On April 12, 2007, the Department of Homeland Security (DHS) transmitted the final rule Removal of the Standardized Request for Evidence Processing Timeframe to the Federal Register (FR). The rule will take effect on June 16, 2007. This rule amends DHS regulations to give U.S. Citizenship and Immigration Services (USCIS) flexibility in setting the time allowed for immigration benefit applicants and petitioners to respond to a Request for Evidence (RFE) or to a Notice of Intent to Deny (NOID). This change does not apply to asylum cases, to which a separate set of regulations apply.
The amended rule makes the following key changes and clarifications:
Flexible Response Times to RFEs Permitted
Regardless of the type of evidence requested, the old regulation required USCIS to set an inflexible 12 week period for applicants or petitioners to respond to an RFE. The new regulation permits USCIS to set flexible deadlines. Deadlines will depend on the complexity of cases and types of applications or petitions filed. For example, when requesting readily available or missing initial evidence, USCIS can set a response time much shorter than 12 weeks. On the other hand, USCIS can provide the full 12 week response period for more difficult to obtain evidence.
No Extensions to Submit Responses to RFEs or NOIDs
Regardless of the evidence requested, USCIS has never allowed extensions beyond the maximum 12 week deadline for RFEs and the 30 day deadline for NOIDs. That bar does not change, even though the new rule allows USCIS to set deadlines shorter than those maximums. For example, under the new regulation, USCIS may issue an RFE that gives an applicant 30 days to submit a photo. USCIS will not grant an extension of that 30 day period. Failure to timely respond to the RFE may lead to denial of the application or petition.
When Evidence Submitted With The Application or Petition Does Not Show Eligibility
When initially submitted evidence does not show eligibility, the new regulation allows USCIS to deny the application or petition. As always, USCIS may request that the applicant or petitioner submit additional evidence within a specified time period or may notify the applicant or petitioner that USCIS intends to deny the application or petition. To avoid denial, USCIS urges applicants and petitioners to file complete applications with all of the required initial evidence.

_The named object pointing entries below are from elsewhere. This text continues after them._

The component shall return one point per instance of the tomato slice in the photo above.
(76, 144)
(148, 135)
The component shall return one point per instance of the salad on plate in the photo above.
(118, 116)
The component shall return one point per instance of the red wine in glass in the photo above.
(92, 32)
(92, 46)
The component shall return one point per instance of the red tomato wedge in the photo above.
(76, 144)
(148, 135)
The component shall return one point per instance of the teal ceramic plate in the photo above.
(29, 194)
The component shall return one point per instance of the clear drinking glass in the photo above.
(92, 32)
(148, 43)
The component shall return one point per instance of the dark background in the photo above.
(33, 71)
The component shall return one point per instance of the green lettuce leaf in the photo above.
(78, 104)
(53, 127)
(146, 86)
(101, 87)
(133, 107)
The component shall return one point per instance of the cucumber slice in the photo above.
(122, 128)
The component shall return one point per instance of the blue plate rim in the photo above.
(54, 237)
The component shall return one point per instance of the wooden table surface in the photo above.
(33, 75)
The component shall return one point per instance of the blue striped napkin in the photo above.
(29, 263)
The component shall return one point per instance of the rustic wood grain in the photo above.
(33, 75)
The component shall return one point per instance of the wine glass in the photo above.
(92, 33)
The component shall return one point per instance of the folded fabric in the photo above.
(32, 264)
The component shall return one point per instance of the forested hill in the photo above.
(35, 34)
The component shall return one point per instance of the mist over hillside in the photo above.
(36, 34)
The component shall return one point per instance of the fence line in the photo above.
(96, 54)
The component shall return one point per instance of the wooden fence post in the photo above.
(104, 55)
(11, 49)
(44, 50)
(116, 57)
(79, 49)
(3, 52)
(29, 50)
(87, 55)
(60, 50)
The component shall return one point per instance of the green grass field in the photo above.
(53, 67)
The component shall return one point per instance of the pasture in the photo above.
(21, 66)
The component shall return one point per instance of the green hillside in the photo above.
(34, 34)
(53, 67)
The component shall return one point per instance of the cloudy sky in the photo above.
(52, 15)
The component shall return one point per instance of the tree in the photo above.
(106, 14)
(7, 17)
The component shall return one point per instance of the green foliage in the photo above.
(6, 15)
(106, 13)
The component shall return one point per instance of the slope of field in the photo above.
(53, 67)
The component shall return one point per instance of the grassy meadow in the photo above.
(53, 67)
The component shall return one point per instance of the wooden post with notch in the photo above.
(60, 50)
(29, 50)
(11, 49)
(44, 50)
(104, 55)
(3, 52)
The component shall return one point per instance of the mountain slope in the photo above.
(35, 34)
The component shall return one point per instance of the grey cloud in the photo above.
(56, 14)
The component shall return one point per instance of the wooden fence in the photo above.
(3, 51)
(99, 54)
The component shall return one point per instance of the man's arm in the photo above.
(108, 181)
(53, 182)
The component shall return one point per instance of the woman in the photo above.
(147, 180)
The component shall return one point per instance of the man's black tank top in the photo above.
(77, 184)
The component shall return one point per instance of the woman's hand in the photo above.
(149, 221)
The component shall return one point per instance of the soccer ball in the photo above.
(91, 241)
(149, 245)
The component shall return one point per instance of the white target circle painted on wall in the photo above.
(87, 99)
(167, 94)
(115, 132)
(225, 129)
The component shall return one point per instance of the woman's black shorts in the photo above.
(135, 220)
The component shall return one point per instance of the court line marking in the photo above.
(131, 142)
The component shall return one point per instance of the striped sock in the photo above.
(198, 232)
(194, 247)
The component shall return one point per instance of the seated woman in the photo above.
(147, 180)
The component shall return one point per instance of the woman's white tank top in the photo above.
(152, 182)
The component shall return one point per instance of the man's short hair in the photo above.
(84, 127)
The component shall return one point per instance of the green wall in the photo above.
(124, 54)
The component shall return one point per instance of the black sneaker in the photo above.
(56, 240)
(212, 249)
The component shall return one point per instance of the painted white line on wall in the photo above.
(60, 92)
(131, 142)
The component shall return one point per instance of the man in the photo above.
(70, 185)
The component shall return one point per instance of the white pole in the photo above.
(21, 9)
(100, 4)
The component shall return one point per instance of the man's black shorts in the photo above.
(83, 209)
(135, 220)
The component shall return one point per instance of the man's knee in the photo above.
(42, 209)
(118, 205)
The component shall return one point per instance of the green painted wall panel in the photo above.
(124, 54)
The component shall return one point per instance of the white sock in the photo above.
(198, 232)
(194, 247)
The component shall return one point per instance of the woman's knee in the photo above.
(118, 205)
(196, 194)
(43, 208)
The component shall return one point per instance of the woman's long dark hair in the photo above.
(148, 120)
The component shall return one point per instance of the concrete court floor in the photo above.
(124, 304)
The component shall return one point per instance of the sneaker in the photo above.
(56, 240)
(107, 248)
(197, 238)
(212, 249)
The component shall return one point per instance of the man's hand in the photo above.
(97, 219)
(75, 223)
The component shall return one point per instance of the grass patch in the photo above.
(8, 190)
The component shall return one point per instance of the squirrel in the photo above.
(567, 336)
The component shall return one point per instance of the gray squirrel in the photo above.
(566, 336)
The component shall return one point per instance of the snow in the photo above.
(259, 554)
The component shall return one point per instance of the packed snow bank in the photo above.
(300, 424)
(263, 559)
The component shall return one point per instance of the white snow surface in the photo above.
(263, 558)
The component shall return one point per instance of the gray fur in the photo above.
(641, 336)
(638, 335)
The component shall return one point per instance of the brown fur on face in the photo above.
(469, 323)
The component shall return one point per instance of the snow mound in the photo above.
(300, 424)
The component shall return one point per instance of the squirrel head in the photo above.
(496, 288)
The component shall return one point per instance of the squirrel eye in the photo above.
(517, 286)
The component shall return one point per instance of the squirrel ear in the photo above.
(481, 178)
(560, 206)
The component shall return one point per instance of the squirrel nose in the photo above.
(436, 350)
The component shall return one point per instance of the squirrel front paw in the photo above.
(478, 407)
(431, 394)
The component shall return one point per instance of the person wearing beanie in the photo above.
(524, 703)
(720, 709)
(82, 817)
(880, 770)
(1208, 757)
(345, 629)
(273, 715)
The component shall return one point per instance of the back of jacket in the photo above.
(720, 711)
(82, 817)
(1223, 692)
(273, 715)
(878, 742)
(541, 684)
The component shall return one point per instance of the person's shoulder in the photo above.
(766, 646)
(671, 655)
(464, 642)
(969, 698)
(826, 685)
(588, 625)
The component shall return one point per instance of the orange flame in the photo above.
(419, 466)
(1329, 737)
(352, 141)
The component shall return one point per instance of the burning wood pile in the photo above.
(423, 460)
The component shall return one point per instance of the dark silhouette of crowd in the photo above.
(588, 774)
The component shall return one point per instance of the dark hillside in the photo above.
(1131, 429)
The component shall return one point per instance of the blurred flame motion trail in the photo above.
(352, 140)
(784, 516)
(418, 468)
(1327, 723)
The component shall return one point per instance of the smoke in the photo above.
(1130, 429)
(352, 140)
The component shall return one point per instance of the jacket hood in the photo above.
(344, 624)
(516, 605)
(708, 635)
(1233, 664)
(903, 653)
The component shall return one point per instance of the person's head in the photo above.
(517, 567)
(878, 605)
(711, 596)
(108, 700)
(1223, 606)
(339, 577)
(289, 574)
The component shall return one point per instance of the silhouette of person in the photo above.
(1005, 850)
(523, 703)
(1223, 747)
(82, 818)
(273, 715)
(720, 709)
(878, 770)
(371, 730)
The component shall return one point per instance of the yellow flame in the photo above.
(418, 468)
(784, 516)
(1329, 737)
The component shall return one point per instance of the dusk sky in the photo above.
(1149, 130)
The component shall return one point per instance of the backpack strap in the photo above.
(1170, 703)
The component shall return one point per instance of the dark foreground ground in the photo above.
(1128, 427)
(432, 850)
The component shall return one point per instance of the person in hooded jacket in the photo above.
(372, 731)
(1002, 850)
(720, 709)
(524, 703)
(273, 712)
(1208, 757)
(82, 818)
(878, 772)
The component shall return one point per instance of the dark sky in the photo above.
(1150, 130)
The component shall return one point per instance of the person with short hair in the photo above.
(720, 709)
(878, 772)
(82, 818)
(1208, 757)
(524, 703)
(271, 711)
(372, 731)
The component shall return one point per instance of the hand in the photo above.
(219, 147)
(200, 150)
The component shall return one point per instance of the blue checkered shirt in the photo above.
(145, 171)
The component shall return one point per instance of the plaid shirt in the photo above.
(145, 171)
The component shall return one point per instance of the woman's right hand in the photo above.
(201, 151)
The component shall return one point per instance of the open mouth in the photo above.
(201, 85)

The initial evidence for each application and petition type is clearly listed on the form instructions and in the regulations.
Reasons for Issuing a NOID
USCIS may issue a NOID when there is evidence of ineligibility for immigration benefits and is required to issue a NOID when there is negative evidence that the applicant or petitioner does not know about. An applicant or petitioner may respond to the NOID by submitting evidence to disprove the negative information.
If There Is No Response to an RFE or a NOID
The new regulation provides USCIS three options if it does not receive a response to an RFE or a NOID. USCIS may:
• find that the application or petition has been abandoned and, if so, deny it;
• deny the application or petition based on the evidence already received; or
• deny the application or petition for both reasons.
When an Applicant or Petitioner Does Not Appear for a Required Appointment
If an applicant or petitioner fails to appear for biometrics capture, interview or any other required in-person process, USCIS may deny the application or petition as abandoned. However, USCIS may not do so if, prior to the scheduled appointment time, it receives a timely-filed change of address or request to reschedule and decides that the failure to appear is excusable. In such cases, USCIS will reschedule the appointment. USCIS reminds applicants and petitioners that they are required to file an AR-11 change of address form within ten days of their move.